JC: I think with all of us Man Of Action guys doing books now, it’s impossible to conceive of some overall voice. The consistent factor is hopefully quality. All these books will be good. For myself, I just go from project to project. I kind of leave it to other people to identify whatever links them. There’s certainly going to be enough of them in the coming year.
DR: In both "Nixon’s Pals" and "Codeflesh," your main characters work inside established governmental systems – one a bail bondsman, the other a parole officer. Is it the built-in framework for villains and conflict or something more specific about these bureaucracies that attracts you? Why do you think those themes show up in your work?
JC: The kind of characters I like to write always have to be pushing against something, or be oppressed by something that’s beyond just a bad guy villain-type.
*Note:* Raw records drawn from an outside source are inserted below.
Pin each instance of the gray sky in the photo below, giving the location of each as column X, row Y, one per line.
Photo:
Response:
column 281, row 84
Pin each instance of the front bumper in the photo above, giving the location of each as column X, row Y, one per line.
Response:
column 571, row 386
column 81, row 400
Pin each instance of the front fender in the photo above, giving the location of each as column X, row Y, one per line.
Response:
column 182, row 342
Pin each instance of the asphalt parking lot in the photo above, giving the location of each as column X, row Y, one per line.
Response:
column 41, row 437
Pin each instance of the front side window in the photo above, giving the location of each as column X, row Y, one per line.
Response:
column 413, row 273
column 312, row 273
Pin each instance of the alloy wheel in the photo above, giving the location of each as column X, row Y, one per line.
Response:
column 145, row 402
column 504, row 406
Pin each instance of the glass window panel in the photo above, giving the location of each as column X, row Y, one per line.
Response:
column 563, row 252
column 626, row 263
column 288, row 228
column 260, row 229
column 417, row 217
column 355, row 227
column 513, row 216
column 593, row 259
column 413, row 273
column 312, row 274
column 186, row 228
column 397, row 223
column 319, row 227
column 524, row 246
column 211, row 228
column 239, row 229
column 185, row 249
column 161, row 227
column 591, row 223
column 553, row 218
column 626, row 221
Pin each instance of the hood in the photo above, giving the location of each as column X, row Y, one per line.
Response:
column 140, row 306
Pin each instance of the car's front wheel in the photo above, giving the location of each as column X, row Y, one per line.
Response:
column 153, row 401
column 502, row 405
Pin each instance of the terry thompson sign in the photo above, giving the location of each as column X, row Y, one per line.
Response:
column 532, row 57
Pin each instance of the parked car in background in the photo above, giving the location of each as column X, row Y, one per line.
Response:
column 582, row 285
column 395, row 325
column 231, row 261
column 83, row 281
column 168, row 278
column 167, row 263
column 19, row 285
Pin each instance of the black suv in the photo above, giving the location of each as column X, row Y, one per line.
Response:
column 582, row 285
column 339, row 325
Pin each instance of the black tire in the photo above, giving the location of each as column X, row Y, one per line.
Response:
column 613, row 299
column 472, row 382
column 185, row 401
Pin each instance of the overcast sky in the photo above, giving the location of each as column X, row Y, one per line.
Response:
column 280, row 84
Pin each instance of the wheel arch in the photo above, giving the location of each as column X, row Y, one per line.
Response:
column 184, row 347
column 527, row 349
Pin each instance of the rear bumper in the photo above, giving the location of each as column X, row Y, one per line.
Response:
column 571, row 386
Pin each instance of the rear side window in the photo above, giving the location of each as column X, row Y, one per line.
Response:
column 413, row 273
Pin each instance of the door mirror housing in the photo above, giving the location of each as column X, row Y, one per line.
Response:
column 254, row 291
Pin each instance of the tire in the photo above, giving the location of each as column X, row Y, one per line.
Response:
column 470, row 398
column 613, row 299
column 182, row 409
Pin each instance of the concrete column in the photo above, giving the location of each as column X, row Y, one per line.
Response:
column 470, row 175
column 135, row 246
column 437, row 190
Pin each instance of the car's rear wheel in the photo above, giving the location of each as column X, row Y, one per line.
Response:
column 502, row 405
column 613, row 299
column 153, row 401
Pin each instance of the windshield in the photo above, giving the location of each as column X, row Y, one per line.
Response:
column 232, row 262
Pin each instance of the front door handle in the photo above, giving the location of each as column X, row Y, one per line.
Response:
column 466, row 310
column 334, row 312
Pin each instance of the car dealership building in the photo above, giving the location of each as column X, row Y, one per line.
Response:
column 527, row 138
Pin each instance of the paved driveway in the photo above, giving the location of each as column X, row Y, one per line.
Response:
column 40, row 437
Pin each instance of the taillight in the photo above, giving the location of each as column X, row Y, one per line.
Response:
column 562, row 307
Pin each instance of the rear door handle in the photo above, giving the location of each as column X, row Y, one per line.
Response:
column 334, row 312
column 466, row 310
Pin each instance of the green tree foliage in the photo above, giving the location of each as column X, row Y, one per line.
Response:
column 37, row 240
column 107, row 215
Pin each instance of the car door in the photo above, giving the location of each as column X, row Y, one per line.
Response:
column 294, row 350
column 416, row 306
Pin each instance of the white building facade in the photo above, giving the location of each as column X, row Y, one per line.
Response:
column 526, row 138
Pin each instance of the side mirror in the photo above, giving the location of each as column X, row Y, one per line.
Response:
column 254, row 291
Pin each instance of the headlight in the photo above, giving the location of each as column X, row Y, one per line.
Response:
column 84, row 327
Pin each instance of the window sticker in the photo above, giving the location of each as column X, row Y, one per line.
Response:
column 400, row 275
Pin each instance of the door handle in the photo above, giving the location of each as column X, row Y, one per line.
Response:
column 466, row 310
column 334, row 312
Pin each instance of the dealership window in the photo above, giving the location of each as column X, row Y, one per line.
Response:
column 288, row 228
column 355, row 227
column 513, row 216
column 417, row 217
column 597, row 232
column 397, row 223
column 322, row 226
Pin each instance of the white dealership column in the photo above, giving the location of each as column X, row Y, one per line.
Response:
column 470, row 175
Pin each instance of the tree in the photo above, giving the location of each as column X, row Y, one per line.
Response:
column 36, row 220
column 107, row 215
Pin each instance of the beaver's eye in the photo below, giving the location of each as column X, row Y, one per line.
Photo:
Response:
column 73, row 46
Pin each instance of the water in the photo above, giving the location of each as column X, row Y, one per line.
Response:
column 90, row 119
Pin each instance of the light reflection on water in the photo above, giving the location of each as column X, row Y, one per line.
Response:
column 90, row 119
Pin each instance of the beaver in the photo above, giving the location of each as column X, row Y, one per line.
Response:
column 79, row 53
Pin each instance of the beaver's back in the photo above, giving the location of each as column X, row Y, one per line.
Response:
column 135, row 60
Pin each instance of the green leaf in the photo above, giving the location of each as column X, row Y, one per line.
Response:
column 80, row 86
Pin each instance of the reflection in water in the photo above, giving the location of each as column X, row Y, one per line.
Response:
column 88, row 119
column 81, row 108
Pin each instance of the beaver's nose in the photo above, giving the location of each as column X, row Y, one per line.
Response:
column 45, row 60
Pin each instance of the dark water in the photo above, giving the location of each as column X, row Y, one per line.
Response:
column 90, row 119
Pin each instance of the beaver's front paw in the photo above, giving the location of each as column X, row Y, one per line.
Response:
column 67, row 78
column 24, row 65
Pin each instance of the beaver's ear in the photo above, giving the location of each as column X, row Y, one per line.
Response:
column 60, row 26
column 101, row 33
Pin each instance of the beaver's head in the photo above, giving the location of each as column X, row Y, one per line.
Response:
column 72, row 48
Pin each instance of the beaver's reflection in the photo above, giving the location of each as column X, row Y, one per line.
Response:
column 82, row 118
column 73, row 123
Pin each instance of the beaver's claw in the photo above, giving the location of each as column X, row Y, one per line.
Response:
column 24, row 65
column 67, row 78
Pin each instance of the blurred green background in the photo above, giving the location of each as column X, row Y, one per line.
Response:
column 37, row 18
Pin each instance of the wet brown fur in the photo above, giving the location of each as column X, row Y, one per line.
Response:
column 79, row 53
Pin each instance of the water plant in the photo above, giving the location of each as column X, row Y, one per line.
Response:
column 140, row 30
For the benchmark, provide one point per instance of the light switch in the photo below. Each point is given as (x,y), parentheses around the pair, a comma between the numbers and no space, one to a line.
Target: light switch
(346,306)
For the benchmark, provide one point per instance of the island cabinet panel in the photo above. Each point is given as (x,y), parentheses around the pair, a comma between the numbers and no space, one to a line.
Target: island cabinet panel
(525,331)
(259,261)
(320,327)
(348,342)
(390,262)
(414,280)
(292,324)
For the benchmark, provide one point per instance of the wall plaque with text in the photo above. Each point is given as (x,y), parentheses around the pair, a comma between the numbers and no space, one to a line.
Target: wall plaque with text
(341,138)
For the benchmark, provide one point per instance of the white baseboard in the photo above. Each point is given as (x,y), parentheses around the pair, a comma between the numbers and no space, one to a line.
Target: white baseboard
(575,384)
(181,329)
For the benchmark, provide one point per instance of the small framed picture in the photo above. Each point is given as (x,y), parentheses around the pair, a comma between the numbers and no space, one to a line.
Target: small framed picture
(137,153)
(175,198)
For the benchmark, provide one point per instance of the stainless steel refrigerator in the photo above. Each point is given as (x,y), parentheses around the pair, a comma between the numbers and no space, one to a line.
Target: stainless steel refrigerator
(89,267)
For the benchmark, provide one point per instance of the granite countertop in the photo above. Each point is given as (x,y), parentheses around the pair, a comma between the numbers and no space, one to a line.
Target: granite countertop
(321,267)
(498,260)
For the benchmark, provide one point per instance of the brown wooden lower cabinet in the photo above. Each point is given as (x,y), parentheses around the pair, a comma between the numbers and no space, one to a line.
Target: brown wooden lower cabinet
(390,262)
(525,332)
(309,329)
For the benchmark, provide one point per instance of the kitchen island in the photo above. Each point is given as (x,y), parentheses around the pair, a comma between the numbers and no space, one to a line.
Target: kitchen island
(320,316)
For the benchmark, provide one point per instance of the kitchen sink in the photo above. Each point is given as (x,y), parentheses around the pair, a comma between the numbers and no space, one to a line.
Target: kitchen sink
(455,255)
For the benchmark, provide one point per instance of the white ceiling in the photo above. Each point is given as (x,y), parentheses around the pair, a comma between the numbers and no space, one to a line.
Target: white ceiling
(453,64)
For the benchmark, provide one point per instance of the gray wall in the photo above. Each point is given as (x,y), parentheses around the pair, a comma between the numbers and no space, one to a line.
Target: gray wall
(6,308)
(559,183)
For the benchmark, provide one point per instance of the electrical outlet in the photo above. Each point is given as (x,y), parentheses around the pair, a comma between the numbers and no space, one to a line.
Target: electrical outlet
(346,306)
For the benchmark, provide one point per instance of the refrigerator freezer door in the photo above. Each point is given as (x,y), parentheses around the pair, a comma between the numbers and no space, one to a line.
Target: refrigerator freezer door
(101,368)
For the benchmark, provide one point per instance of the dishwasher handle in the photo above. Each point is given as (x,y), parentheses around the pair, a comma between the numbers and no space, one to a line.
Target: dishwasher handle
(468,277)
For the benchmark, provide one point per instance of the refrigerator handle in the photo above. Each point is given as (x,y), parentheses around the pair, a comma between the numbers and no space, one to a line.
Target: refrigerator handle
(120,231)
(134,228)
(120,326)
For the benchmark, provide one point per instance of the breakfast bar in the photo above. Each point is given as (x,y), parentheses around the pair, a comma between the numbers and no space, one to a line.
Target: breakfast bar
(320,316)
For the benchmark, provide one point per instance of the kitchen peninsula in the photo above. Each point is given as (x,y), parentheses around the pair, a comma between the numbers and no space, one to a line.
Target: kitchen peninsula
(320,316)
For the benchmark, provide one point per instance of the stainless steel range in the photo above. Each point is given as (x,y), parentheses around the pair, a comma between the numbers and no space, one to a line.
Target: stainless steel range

I think there’s probably some subconscious link to the monolithic institutions that all creative people end up bumping into. Those obstacles have been placed in front of me my entire career. But I'm not complaining, those kind of conflicts keep you creatively competitive.
DR: This a re-mastered volume of “Codeflesh.” What are the aspects that you changed? Did you find yourself revisiting any of the written material?
JC: Revisiting? No. But there’s a kick-ass new story, never before seen, that we did specifically for this edition. On the older stories we went back to color – the first trade was in black and white. We re-colored some pages, but even then it was to preserve the look of the original color comics that were released back in 2001. I’m pretty much at peace with the work I did on the book, and Charlie’s work definitely holds up. Then again, he’s always been so good, so there’s no surprise there.
DR: The great Charlie Adlard is the artist on "Codeflesh." His style is a perfect fit for both the brutal and moody aspects of the story. Did you have him in mind when constructing the project or was it a case of you two trying to find a project to work together on? How did it come about?
JC: My afterward in the hardcover pretty much covers my history with Charlie. Long story short, I was a fan of his art before I even turned pro, and I sought him out to work with. Luckily, he was happy to be sought out.
DR: What is it about the modern noir story that attracts you? What other material informs your writing when approaching this style of storytelling?
JC: I’m a big Elmore Leonard fan, mainly because his stories – his crime stories – are about people first. Yes, the crime element is always there, generally as some sort of plot engine, but the focus for me is his characters. I’m nowhere near that level of proficiency when it comes to characterization. I’m well aware that even something like "Codeflesh" relies as much on superhero tropes as it does anything else. But somewhere in there I hope there's some deeper stuff going on. The friendship between Cameron and his partner, Staz, is more important to the series than most readers have ever picked up on.
The “Codeflesh” Definitive Hardcover goes on sale in February from Image Comics, and can be found on page 146 of the December Previews catalogue.